Climate Change and Bank Performance in Asia: A Static Panel Analysis
List of Authors
Ahmad Shahnun Ibrahim, Muzafar Shah Habibullah, Nurulashikin Romli, Zulkornain Yusop
Keyword
Bank Performance, Climate Anomalies, Profitability, Static Panel Models, Asia
Abstract
This study investigates how climate anomalies influence bank profitability across thirty-one Asian economies using static panel estimators and harmonised data from 2007 to 2019. Asia’s exposure to heatwaves, rainfall deviations, temperature shifts and rising carbon emissions generates climate-induced pressures that shape productivity, credit quality and economic activity. Despite growing interest in climate–finance linkages, cross-country evidence on profitability remains limited. Static estimators—Pooled OLS, Random Effects and Fixed Effects—are employed because they allow transparent identification of contemporaneous climate effects without imposing dynamic adjustment structures that are not the focus of this study.
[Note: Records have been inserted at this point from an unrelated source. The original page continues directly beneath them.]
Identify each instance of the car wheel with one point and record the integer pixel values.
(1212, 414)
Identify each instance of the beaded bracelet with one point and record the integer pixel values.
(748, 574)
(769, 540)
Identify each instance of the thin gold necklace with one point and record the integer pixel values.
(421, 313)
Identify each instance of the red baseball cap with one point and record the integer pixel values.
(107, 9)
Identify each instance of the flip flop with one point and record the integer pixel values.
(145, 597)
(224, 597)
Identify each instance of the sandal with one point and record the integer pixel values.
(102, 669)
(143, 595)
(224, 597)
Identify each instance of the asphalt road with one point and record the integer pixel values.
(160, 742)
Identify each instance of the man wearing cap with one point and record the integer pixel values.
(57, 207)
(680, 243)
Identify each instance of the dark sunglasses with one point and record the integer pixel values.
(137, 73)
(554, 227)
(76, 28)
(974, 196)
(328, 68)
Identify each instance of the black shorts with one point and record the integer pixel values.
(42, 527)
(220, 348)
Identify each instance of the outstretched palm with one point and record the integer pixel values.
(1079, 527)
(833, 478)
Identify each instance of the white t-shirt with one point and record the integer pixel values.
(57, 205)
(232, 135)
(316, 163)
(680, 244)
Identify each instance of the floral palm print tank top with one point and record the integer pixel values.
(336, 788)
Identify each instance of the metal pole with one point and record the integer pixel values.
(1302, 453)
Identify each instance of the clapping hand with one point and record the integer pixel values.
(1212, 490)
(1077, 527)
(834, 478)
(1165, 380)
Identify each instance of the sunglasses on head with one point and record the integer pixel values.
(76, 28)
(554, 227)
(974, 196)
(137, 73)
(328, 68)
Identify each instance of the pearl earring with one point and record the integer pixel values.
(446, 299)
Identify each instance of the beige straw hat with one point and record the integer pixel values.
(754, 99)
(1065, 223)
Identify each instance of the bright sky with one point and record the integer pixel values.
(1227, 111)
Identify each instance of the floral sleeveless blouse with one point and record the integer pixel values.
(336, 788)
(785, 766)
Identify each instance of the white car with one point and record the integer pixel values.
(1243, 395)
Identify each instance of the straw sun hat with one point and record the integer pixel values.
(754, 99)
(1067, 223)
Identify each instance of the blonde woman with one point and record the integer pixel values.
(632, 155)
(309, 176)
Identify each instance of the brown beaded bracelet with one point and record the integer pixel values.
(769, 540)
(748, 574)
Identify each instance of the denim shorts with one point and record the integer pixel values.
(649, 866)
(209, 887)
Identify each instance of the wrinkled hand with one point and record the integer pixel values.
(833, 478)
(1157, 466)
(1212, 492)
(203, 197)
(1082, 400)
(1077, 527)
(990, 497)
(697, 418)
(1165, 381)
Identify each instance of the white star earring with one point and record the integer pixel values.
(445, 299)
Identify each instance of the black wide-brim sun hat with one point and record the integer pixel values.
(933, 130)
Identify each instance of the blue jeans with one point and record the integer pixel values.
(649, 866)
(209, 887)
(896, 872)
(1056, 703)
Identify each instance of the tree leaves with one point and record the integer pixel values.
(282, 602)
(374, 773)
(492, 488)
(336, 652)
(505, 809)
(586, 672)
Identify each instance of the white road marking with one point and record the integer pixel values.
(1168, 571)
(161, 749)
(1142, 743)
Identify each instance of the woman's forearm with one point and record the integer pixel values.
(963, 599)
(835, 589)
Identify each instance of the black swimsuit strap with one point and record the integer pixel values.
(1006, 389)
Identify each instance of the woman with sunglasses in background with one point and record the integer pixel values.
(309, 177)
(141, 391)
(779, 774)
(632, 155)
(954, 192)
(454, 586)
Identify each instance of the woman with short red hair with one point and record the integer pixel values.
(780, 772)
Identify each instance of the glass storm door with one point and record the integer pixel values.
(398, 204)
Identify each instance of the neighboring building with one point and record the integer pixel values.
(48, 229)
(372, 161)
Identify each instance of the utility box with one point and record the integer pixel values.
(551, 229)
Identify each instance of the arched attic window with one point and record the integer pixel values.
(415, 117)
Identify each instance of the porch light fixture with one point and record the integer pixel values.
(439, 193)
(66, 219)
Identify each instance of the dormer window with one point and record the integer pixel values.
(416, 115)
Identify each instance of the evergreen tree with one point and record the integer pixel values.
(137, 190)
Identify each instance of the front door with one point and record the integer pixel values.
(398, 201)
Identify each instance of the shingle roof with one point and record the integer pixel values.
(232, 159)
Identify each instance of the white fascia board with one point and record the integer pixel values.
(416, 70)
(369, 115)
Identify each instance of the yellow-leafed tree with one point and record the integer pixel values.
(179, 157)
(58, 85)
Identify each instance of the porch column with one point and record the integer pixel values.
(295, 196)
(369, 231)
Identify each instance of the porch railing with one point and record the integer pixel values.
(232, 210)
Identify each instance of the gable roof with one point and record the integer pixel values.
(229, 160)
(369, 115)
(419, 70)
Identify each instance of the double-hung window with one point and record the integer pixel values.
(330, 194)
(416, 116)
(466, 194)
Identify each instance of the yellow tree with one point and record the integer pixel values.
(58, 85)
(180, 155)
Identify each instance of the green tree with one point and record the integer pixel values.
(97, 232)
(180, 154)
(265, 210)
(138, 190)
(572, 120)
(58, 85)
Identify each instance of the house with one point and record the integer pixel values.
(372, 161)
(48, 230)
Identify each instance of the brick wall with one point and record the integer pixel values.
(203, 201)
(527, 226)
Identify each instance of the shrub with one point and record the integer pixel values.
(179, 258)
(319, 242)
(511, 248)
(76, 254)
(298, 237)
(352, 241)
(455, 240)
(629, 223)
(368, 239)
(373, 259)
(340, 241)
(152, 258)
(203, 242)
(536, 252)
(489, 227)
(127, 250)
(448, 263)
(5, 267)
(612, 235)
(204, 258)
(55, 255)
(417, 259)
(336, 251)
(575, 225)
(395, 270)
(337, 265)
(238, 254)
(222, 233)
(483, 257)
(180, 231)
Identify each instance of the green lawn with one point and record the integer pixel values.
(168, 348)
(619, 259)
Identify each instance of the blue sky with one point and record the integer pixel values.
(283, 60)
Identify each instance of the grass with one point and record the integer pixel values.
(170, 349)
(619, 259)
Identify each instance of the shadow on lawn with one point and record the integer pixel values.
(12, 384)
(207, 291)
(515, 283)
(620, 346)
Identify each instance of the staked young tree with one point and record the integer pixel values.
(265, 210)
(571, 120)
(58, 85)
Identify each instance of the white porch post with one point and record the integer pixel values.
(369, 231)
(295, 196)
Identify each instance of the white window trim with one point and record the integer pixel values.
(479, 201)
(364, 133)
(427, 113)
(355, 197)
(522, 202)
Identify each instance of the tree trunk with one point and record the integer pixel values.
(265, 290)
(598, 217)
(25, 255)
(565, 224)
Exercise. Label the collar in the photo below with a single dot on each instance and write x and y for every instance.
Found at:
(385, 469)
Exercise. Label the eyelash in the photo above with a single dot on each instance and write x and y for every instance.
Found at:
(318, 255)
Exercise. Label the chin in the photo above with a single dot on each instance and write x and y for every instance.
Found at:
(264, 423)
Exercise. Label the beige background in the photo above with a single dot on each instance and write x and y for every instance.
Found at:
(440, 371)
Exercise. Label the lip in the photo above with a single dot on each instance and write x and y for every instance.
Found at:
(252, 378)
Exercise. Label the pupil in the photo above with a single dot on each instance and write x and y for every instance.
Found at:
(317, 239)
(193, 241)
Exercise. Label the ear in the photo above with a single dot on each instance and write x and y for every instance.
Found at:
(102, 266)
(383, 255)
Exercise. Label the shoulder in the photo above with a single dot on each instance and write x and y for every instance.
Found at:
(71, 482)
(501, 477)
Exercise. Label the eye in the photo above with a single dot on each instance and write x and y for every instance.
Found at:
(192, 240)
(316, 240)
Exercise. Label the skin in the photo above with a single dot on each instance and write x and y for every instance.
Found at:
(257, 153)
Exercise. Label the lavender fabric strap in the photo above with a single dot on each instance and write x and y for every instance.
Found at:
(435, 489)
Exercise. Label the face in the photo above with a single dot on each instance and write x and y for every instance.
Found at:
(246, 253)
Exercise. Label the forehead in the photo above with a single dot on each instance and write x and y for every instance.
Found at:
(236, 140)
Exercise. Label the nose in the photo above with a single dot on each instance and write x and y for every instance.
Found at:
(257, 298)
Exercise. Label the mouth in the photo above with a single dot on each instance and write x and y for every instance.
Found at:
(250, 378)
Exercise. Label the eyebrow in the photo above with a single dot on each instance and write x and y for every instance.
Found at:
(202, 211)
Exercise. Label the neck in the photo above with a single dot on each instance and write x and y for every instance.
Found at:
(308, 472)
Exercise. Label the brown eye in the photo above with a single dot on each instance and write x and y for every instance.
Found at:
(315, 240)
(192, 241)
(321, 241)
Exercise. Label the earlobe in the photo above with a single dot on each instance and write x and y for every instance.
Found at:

Using the inverse hyperbolic sine transformation of ROA, the analysis evaluates four climate indicators while controlling for bank-specific and macroeconomic factors. Results show that heatwave anomalies reduce profitability, precipitation anomalies exert a positive influence likely reflecting moderate rainfall benefits, carbon emissions are positively associated with returns in more industrialised economies, and maximum temperature anomalies display no short-run significance. Across all models, net interest margin, non-interest income and cost efficiency remain the dominant operational drivers of profitability. Overall, the findings demonstrate that climate variability has measurable implications for banking outcomes in Asia, while internal bank conditions remain the strongest determinants of performance.